Script Use of Lexicometry in Sensometrics

4.4. MFACT. Global significance of the results

MFACT allows us to obtain an average of the individual configurations, and to place each one in relation to this average, thereby providing elements for comparison.
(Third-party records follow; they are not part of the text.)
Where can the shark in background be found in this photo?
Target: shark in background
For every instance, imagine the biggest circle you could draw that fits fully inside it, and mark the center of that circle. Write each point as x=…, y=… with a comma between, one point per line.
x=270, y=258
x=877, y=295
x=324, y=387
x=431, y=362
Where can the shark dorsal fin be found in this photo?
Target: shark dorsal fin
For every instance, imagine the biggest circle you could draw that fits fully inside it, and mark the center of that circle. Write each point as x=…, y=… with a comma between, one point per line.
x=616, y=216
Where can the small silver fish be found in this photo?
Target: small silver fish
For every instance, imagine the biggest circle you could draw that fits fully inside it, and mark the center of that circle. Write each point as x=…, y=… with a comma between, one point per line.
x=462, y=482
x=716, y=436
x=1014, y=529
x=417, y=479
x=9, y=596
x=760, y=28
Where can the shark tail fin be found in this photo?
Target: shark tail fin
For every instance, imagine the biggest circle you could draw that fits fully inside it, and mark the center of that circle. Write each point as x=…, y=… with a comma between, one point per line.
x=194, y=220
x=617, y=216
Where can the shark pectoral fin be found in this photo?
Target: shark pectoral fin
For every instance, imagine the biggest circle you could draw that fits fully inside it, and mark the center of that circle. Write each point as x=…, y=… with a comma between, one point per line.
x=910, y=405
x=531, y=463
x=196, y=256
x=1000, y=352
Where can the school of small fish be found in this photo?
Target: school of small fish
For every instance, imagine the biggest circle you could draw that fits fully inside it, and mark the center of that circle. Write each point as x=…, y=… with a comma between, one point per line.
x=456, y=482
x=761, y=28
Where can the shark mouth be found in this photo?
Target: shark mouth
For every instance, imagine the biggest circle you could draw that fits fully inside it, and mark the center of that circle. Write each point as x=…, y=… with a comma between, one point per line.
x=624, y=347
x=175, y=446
We will use the MFA function of FactoMineR package:

MFA (base, group, type = rep("s",length(group)), excl = NULL, ind.sup = NULL, ncp = 5, name.group = NULL,
num.group.sup = NULL, graph = TRUE, weight.col.mfa = NULL, row.w = NULL, axes = c(1,2), tab.comp=NULL)

base parameter

base is a a data frame joining column-wise:

1.- Dataframe TMul24, (multiple table 8 wines x 393 words). 393 is the number of columns (variables) yuxtaposing the 24 DocumentTerm tables. These variables shall be considered active variables.

dim(TMul24)

2.- The DocumentTerm matrix for 15 French judges (8 wines x 137 terms) ; as.matrix(sum.TD.Fr15$DocTerm)

sum.TD.Fr15$DocTerm

3.- The DocumentTerm matrix for 9 Catalan judges (8 wines x 95 terms) ; as.matrix(sum.TD.Fr15$DocTerm)

sum.TD.Cat9$DocTerm

4.- The average scores for each wine from French (FrScore, position 25) and Catalan (CatScore, position 26)

base[,25:26]

We join these four objects in the multiple table (8 x 627) MFA.Data24:

MFA.Data24 <- cbind(TMul24, as.matrix(sum.TD.Fr15$DocTerm),
as.matrix(sum.TD.Cat9$DocTerm), base[,25:26])
dim(MFA.Data24)

Tmul24 will be the active table (group). The rest (French sum table -sum.TD.Fr15$DocTerm-, Catalan sum table -sum.TD.Cat9$DocTerm- and scores) will be supplementary groups.

 

group parameter

group is a vector with the number of variables in each group.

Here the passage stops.